I always love this site because anonymous people with snarky attitudes love to apply their opinion broadly to every NP. So if I told you, I don't want independent practice at this point in my career, I actually WANT to learn and collaborate with my MD colleagues, would an appraisal of my situation any different? 

On 5/27/2022 at 7:13 PM, AlwaysTiredNP said:

then I guess an FNP shouldn’t take a job in cardiology and we should work on getting some cardiology NP programs going so they can be ready to go so school can specifically prepare someone for cardiology because if someone is an FNP they were prepared to work in family practice. 

Probably should, most specialty APPs I have worked with (with exceptions like ortho PAs) were essentially there to write generic notes/plans the attending would later addend and correct to their liking. So yeah...

Note, there are exceptions to this as listed above. I have met some stellar GI and nephro APPs. Cards not so much.

On 7/30/2022 at 1:49 AM, CardiacRNLA said:

I always love this site because anonymous people with snarky attitudes love to apply their opinion broadly to every NP. So if I told you, I don’t want independent practice at this point in my career, I actually WANT to learn and collaborate with my MD colleagues, would an appraisal of my situation any different? 

Tegridy was a NP turned MD/DO. I think they have a good grasp of the situation. Truth can be snarky if you take it that way I guess.

Specializes in Tele/Interventional/Non-Invasive Cardiology.
4 minutes ago, Numenor said:

Probably should, most specialty APPs I have worked with (with exceptions like ortho PAs) were essentially there to write generic notes/plans the attending would later addend and correct to their liking. So yeah...

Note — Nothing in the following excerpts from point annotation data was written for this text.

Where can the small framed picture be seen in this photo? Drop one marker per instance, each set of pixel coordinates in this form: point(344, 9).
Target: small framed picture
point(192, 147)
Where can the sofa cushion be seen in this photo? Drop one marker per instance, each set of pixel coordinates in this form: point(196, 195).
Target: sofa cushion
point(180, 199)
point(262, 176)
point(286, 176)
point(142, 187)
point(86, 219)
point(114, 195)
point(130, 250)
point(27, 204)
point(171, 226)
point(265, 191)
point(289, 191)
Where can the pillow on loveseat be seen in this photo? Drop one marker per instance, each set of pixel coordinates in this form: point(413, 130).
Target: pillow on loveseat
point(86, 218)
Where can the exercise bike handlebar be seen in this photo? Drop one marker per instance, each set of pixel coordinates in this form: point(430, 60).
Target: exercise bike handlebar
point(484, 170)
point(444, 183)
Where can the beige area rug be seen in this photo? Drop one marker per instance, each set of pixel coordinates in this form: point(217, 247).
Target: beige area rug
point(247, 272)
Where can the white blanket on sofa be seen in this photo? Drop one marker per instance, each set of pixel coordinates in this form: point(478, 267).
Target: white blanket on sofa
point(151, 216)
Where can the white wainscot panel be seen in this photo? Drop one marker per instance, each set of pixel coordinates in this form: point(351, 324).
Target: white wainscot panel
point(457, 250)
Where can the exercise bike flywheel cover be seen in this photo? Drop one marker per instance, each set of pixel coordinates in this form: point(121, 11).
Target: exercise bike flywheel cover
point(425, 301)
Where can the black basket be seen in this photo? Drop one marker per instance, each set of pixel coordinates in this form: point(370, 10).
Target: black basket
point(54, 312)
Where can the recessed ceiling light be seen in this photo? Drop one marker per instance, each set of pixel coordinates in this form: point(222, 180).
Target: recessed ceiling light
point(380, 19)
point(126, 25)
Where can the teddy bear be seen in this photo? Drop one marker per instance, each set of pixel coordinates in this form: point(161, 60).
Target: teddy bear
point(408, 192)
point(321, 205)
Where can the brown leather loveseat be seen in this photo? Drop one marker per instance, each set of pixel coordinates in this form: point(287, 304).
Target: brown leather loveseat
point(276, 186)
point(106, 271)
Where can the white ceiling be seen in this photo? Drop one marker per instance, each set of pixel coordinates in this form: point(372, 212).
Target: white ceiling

Note, there are exceptions to this as listed above. I have met some stellar GI and nephro APPs. Cards not so much.

Tegridy was a NP turned MD/DO. I think they have a good grasp of the situation. Truth can be snarky if you take it that way I guess.

"NP turned MD/DO" means what exactly? I have met plenty of crappy MDs. The thing is though, that MDs close ranks and protect each other (even at times when they shouldn't). Juxtapose that with nursing, and suddenly everyone is an "expert" or thinks that him or her is better than their profession. 

Instead of crapping on your colleagues on an anonymous blog, why not actually do something to help the profession if you feel so strongly?